Au final, qu’en est-il ?
- Oui nous payons beaucoup d’impôts, taxes et cotisations
- Mais comparer n’a de sens qu’en explorant ce qu’on obtient en retour et ce que couvrent ces impôts, taxes et cotisations
- À prestations égales nous sommes très loin d’être mal lotis par rapport aux autres (qui eux aussi trouvent qu’ils payent trop d’impôts, bien entendu)
- La vraie question est celle du modèle de société : qui paye ? collectif ou individuel ? Mais dans les deux cas on finit toujours par payer la même chose au niveau du pays.
7 réponses à “Je crois que le constat est clair”
En effet, on a une sécu au top (comparé à d’autres pays), mais il n’empêche que dans l’absolu, on paye plus pour un système de protection dont on n’a pas toujours l’usage.
C’est un peu comme les assurances, tu payes mais elles te servent rarement… Mais oui, quand t’en as besoin t’es bien content de l’avoir (même si les dépenses engendrées n’atteignent pas toujours les sommes « investies »).
Concernant l’éducation, il faut également mesurer son efficacité. De plus, personnellement mon fils (puis plus tard son frère) va en école privée hors contrat. Du coup, je trouve injuste de payer (au milieu de mes impôts) une part attribuée au système scolaire que je n’utilise pas…
Après, le souci avec ce genre de sujet, c’est qu’il est impossible (ou très complexe) d’être totalement exhaustif dans la comparaison :/
Justement non, on ne paye pas plus. On paye même moins que pas mal de pays qui ont un système bien moins bon. Le Canada (je crois que ce sont eux) l’ont redécouvert récemment avec une étude : Avec un système de santé individuel et incitant à ne pas se soigner, on attend le dernier moment, ce qui au final coute plus cher à la société.
Après oui, c’est un système assurantiel. Évidemment que les dépensent n’atteignent pas toujours les sommes investies. C’est même le principe de base. Je dirai même plus : Le système est fait pour gérer les gravités exceptionnelles donc ceux qui sont « rentables » sont une petite minorité.
Vouloir payer un système commun seulement s’il est rentable c’est ne pas comprendre ce qu’est un système commun.
On peut aimer l’idée par peur de soi même se retrouver dans le cas grave, mais on peut aussi voir plus loin : Il est bénéfique pour la société, et pour tout le monde individuellement, de vivre dans une société où les gens ont une sécurité sur le système de santé.
Ce raisonnement se voit très bien justement avec l’exemple éducatif : Est-ce certain que tu ne profites pas du système scolaire ? J’en suis bien moins certain. Le système scolaire il joue pour que ton entreprise puisse recruter des gens compétents, ou tes fournisseurs, ou tes clients. Il joue globalement pour que toute notre société ait un niveau plus haut ce qui lui permet d’aborder des problématiques plus complexes et de les résoudre. Indirectement sans ça nous n’aurions pas les mêmes routes, les mêmes services, les mêmes hôpitaux (justement), et le système économique serait en bien plus grande difficulté.

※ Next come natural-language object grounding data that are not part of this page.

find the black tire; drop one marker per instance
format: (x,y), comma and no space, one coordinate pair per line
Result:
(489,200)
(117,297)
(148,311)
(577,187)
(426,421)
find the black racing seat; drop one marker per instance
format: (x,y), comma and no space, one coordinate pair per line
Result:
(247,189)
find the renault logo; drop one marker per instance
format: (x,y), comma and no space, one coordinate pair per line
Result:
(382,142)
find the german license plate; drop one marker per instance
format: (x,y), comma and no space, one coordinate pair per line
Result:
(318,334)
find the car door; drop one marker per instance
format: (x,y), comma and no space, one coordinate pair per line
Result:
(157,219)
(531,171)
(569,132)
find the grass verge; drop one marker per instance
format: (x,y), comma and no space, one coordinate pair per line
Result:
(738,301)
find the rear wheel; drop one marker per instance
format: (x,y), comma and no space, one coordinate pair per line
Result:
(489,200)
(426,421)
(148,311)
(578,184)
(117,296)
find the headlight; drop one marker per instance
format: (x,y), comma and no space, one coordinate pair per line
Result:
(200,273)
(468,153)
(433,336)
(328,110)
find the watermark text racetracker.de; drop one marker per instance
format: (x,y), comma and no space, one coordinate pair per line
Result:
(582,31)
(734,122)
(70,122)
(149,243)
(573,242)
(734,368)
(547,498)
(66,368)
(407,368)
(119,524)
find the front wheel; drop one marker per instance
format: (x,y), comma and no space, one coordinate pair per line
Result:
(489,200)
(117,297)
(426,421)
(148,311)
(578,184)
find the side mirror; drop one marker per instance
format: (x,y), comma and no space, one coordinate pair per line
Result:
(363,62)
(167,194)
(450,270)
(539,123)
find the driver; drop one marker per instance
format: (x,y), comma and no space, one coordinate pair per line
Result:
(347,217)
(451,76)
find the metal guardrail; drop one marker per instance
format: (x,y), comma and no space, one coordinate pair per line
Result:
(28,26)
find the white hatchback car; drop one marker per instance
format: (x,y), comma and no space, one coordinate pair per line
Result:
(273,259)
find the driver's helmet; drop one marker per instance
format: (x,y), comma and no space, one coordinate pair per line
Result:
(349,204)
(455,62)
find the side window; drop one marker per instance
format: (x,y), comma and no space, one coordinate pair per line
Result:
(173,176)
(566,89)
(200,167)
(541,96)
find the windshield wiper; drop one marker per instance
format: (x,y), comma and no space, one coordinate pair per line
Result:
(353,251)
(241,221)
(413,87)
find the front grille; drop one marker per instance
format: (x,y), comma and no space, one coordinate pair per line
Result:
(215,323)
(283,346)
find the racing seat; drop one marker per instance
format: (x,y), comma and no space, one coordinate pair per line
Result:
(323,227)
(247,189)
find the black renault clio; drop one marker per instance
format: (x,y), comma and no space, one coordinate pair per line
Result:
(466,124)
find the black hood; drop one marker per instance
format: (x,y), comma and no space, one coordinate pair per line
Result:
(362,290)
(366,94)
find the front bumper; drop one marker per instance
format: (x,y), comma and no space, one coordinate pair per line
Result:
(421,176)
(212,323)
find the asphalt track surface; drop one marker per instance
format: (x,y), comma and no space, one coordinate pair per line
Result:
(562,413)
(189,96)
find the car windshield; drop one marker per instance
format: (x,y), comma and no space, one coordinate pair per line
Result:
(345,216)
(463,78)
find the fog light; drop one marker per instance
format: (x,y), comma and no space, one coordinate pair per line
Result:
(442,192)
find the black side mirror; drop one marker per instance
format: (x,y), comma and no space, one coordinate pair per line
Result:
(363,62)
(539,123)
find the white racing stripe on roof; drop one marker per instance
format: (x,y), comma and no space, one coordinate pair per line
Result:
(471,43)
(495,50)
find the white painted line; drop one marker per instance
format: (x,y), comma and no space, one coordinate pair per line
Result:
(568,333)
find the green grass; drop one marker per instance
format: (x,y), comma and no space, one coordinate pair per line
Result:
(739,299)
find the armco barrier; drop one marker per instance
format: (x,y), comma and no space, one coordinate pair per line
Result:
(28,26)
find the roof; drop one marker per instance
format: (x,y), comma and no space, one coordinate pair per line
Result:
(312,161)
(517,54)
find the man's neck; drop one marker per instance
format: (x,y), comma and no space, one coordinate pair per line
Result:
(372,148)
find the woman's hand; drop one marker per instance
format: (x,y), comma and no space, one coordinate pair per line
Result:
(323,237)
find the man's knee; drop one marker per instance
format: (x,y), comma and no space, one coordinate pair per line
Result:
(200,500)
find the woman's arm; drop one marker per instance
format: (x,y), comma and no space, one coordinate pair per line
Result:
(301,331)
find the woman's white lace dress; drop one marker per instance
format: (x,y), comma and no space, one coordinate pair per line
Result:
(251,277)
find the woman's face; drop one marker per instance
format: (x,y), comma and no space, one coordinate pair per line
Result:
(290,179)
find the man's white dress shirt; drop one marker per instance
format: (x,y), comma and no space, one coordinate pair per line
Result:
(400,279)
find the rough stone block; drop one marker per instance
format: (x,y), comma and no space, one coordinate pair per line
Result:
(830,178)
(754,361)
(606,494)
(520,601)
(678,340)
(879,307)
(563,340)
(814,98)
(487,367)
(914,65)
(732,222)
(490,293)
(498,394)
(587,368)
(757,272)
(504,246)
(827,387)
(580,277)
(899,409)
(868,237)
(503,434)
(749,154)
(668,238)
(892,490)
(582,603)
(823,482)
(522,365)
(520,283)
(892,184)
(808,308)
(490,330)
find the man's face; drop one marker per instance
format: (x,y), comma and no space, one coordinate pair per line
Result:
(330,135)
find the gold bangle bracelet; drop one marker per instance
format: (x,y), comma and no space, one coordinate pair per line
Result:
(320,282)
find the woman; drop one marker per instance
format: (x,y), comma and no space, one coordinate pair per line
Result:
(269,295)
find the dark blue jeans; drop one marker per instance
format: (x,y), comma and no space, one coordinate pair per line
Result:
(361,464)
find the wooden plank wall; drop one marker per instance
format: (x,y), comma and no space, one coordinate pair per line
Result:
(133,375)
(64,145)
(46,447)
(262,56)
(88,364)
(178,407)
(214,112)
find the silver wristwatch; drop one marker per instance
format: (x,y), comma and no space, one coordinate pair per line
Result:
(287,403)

L’éducation c’est un des premiers leviers dans les pays « à la traine » économiquement, et ce n’est pas pour rien. Aucun pays avec faible niveau d’éducation n’offre à ma connaissance de bon niveau de vie.
Reste après que pour payer l’école privée de ton fils il faut que tu aies toi même une bonne rémunération, donc probablement un niveau d’éducation correcte, et ainsi de suite. Sauf à accepter qu’il puisse y avoir une élite minoritaire qui se perpétue par héritage et transmission filiale, on voit bien un problème.
Sans compter que si tu désertes le côté éducatif, d’autres déserteront le côté transport que toi tu utilises peut être beaucoup (remplaces « transport » par ce que tu veux) et au final tu y perdras sur ce point. L’idée c’est qu’en assurant un niveau d’infrastructures et de service adéquat partout et pour tous, on y gagne collectivement. C’est la part confort ou « bonus » qu’on paye collectivement (parce que bon, il ne s’agit pas forcément de passer au comunisme non plus)
Bref, on tourne bien autour du choix de société : individuel ou collectif. L’individuel est toujours tentant quand on est dans le décile le plus haut. Il est pourtant loin d’être évident que même les plus favorisés y gagnent.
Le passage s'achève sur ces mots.